December 13, 2004
ROCK REVIEW | THE PIXIES
Once Upon a Time, There Was This Really Loud Band
By KELEFA SANNEH
The New York times
It's not hard to envy the Pixies. After more than 10 years apart, the members reunite, only to find that fans (and, if anyone cares, pop critics) love them more than ever. There are sold-out shows, glowing profiles, ecstatic fans. By now you've probably read at least one article about how the Pixies helped inspire a generation of bands, about how much Kurt Cobain loved them, about how water tasted different before they came along, about how the sky used to be a slightly different shade of blue.
But despite all that build-up - or maybe because of it - Saturday's Pixies concert at the Hammerstein Ballroom was a rude, often exhilarating shock. It had been all too easy to forget about the Pixies' ugliness: how fast they played, how loud they were, how nasty they sounded.
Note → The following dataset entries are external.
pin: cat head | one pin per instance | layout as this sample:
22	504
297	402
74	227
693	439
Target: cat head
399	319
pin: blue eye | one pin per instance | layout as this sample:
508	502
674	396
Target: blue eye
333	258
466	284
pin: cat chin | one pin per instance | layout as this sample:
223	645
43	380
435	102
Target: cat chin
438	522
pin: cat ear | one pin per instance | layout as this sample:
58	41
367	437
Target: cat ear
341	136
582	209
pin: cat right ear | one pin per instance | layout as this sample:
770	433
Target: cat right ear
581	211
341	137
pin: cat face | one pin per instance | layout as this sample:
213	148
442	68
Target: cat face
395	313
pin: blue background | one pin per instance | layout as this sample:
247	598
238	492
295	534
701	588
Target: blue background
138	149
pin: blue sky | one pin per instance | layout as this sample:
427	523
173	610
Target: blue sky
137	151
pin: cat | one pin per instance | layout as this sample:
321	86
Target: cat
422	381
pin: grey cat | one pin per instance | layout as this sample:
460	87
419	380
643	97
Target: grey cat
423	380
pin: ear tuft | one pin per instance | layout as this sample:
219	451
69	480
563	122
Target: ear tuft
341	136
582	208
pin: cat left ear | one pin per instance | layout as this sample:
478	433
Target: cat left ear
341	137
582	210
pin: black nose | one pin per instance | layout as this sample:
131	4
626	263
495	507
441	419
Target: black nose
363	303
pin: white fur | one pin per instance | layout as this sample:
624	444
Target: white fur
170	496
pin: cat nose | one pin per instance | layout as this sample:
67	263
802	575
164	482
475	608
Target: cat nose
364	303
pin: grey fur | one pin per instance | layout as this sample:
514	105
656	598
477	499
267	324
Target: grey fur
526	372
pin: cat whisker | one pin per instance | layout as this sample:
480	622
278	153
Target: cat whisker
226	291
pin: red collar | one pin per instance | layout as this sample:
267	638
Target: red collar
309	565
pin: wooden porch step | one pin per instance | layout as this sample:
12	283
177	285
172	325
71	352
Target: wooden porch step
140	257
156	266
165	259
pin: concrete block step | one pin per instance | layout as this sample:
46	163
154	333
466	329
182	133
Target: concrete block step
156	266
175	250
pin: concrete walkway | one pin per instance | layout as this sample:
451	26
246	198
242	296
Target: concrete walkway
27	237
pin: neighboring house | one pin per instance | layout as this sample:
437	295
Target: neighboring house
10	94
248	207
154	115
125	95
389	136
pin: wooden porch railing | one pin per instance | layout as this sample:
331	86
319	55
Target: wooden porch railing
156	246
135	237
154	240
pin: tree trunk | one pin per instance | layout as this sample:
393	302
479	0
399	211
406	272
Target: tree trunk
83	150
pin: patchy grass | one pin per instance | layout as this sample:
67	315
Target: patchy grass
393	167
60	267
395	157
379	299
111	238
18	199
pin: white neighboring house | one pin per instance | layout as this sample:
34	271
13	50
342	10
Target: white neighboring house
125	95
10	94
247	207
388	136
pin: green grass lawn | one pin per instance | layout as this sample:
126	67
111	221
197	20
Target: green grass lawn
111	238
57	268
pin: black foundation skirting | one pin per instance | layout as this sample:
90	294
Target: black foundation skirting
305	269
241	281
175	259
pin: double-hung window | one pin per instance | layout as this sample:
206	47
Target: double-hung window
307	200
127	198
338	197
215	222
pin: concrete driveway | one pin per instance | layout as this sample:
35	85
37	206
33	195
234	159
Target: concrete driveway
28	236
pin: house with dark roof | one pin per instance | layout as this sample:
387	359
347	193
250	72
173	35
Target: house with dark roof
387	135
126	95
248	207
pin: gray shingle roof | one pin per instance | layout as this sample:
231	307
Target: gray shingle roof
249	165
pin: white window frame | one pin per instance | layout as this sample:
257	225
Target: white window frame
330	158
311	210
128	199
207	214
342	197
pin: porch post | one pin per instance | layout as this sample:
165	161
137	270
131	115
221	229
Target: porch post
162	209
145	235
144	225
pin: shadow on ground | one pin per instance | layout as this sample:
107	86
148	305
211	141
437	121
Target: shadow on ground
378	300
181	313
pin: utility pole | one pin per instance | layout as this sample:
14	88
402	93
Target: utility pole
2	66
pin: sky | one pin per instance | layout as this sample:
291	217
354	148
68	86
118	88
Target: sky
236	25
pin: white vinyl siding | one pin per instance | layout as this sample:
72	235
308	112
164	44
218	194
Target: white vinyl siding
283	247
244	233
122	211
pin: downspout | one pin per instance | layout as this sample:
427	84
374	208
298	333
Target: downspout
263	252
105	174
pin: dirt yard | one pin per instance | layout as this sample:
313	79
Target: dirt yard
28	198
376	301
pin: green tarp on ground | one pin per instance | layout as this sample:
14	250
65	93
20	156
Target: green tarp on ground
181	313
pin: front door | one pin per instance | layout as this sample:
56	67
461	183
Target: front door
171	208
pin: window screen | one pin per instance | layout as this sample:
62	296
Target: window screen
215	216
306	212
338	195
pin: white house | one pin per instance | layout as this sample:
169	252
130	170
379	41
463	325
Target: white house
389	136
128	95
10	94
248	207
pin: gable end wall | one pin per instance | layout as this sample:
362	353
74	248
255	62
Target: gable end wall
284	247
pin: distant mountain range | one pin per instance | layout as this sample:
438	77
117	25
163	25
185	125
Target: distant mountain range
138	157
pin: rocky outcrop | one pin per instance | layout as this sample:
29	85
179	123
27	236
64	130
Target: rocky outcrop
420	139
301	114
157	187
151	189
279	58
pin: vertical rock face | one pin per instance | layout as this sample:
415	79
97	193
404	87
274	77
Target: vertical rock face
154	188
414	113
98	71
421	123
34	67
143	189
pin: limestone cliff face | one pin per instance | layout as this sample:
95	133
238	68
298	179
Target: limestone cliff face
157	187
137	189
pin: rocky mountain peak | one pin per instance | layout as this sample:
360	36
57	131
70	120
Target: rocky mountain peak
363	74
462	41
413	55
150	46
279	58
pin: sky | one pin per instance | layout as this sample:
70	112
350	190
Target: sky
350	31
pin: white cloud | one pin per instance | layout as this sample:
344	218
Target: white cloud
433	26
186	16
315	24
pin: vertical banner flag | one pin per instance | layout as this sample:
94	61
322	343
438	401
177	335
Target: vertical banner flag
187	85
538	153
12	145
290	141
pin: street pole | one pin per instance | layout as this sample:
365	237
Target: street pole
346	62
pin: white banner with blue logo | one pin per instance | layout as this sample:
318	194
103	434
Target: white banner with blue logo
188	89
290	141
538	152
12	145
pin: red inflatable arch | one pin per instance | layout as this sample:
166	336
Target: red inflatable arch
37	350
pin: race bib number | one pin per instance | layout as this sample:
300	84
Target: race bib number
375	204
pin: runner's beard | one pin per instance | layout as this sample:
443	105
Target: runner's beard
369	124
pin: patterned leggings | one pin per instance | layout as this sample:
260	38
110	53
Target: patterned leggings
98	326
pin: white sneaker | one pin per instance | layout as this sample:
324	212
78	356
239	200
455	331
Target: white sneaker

Compared with the old-timers, the appealing postpunk act that opened the show, TV on the Radio, seemed positively quaint, even polite.
The concert was the opening night of a weeklong, eight-concert engagement, a tribute not only to the continuing popularity of the Pixies but also to the ticket-buying power of the many 30-something fans who remember the band from their college years. (It would be interesting to know how many devotees end up seeing more than one of the eight concerts.) The opening acts are different every night, ranging from pre-Pixies veterans (the reunited Mission of Burma tonight, the pioneering punk bassist Mike Watt next Saturday) to post-Pixies alt-rock bands (the shaggy Canadian collective Broken Social Scene on Tuesday, the feminist new-wave trio Le Tigre on Wednesday). Don't be surprised if the Pixies out-clamor them all.
In 1986, when the Pixies were formed, it made sense that an underground rock band would want to make lots of noise. Shrieked lyrics and guitar tantrums were two signs that you weren't angling to become radio fodder, two signs that you were part of the American postpunk movement - waving the flag, even if you weren't quite marching in step.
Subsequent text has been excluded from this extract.